Intermédiaires et facilitateurs prolifèrent
Nous voici donc avec une infrastructure partagée par plusieurs groupes malveillants. Les chercheurs se sont même demandé s’ils n’étaient pas face à un système de distribution mutualisé. Bien que différents groupes de ransomware puissent partager l’infrastructure, les recherches indiquent que ce n’était pas le cas. Dans de nombreux cas, un délai a été observé entre la compromission initiale par Cobalt Strike et la diffusion d’autres ransomwares. De plus, le fait que toutes les adresses IP soient regroupées sur le même ASN accrédite la théorie selon laquelle elles appartiennent à un seul groupe.

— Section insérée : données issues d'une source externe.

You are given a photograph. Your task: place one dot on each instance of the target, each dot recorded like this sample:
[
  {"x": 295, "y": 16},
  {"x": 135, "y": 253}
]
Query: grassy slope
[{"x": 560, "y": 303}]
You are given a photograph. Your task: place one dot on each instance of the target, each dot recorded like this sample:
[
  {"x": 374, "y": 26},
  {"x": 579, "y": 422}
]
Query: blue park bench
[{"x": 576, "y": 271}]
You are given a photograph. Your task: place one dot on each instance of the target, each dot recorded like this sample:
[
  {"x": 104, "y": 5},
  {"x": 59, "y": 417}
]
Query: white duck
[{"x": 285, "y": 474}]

« Ces facteurs nous ont amenés à conclure que l’infrastructure qui se chevauche n’est pas celle de MountLocker, Phobos ou Promethium. Elle appartient plutôt à un quatrième groupe qui a agi comme un intermédiaire pour faciliter les opérations des trois premiers. Cet arrangement a été réalisé soit en fournissant/vendant l’accès initial, soit en fournissant un IaaS ».C’est ainsi que les intermédiaires et les facilitateurs rémunérés prolifèrent.